To see how FunctionTool is used in agent workflows and integrated with the Agent and Runner components, refer to the Agents and Runner documentation.

MCPFunctionTool: Integrating MCP Tools

MCP (Modular Command Protocol) enables dynamic discovery and invocation of tools served by external servers. The MCPFunctionTool class wraps these tools, exposing them as FunctionTool instances for agent workflows.

from adalflow.core.mcp_tool import MCPFunctionTool, mcp_session_context, MCPServerStdioParams

server_params = MCPServerStdioParams(
    command="python",
    args=["mcp_server.py"],
    env=None
)

async with mcp_session_context(server_params) as session:
    tools = await session.list_tools()
    tool = tools.tools[0]
    mcp_tool = MCPFunctionTool(server_params, tool)
    output = await mcp_tool.acall(param1="value1")
    print(output.output)

MCPFunctionTool only supports asynchronous execution (acall), as all MCP tools are invoked asynchronously.

Managing Multiple MCP Servers

The MCPToolManager helps manage multiple MCP servers and aggregate all available tools for agent workflows.

from core.mcp_tool import MCPToolManager, MCPServerStdioParams

manager = MCPToolManager()
manager.add_server("calculator_server", MCPServerStdioParams(
    command="python",
    args=["mcp_server.py"],
    env=None
))
tools = await manager.get_all_tools()
# Use tools in your agent pipeline

MCPFunctionTool: Using a URL-based MCP Server

You can also connect to a remote MCP server via SSE by passing a URL string as the server parameter.
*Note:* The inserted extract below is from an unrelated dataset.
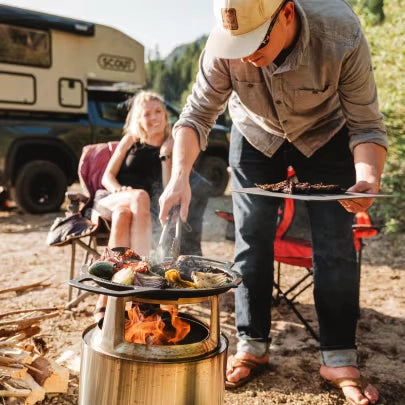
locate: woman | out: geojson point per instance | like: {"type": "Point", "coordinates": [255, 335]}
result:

This enables integration with cloud-hosted or containerized tool servers.

from adalflow.core.mcp_tool import MCPFunctionTool, mcp_session_context

# Example: connect to a remote MCP server via SSE
smithery_api_key = os.environ.get("SMITHERY_API_KEY")
smithery_server_id = "@nickclyde/duckduckgo-mcp-server"
server_url = f"https://server.smithery.ai/{smithery_server_id}/mcp?api_key={smithery_api_key}"

async with mcp_session_context(server_url) as session:
    tools = await session.list_tools()
    tool = tools.tools[0]
    mcp_tool = MCPFunctionTool(server_url, tool)
    output = await mcp_tool.acall(param1="value1")
    print(output.output)

Note

The MCP protocol supports both local (stdio) and remote (HTTP) tool servers. You can mix and match them in your workflow.